Cholera in Venezuela, Six Cases in Massachusetts
Following on the heels of an outbreak of cholera in Haiti, at least 35 cases have been confirmed in Venezuela, and six cases have been verified in Massachusetts. Countries in South and Central America have increased their vigilance against the intestinal disease.
Cholera cases have been linked to a wedding
According to health officials in the Dominican Republic, the patients who developed cholera were infected after they ate contaminated lobsters during a wedding reception held in that country. The wedding was attended by individuals from several other countries, and cases of cholera associated with the event have been verified in Venezuela, Mexico, Spain (Madrid), and the United States.

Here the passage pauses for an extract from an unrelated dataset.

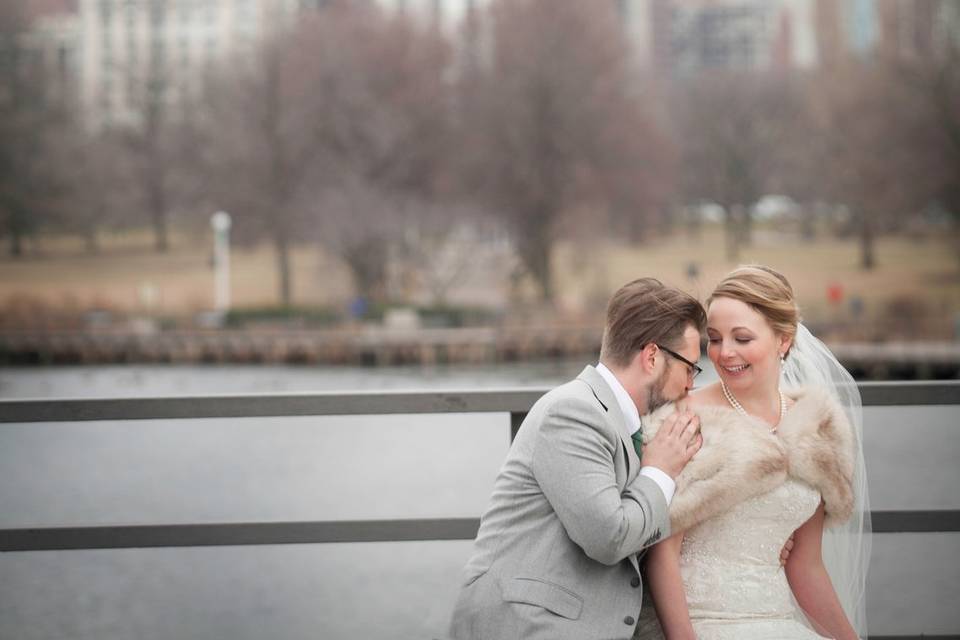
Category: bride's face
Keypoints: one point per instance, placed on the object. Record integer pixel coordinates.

Cholera is an acute intestinal infection caused by eating food or drinking water that has been contaminated with the bacteria Vibrio cholera. The World Health Organization (WHO) notes that cholera has a short incubation period, from less than one day to five days, and that it produces an enterotoxin that causes severe, painless, water diarrhea that can rapidly lead to dehydration and death if it is not treated quickly. Some patients also experience vomiting.
Cholera has been in the news recently because of an outbreak in Haiti. The Pan American Health Organization reports that as of January 16, 2011, approximately 195,000 cases of cholera had been reported and that 3,819 people had died of the disease in Haiti. In Haiti, cholera was a problem because of the earthquake, as a lack of proper water and sanitation led people to drink water from rivers.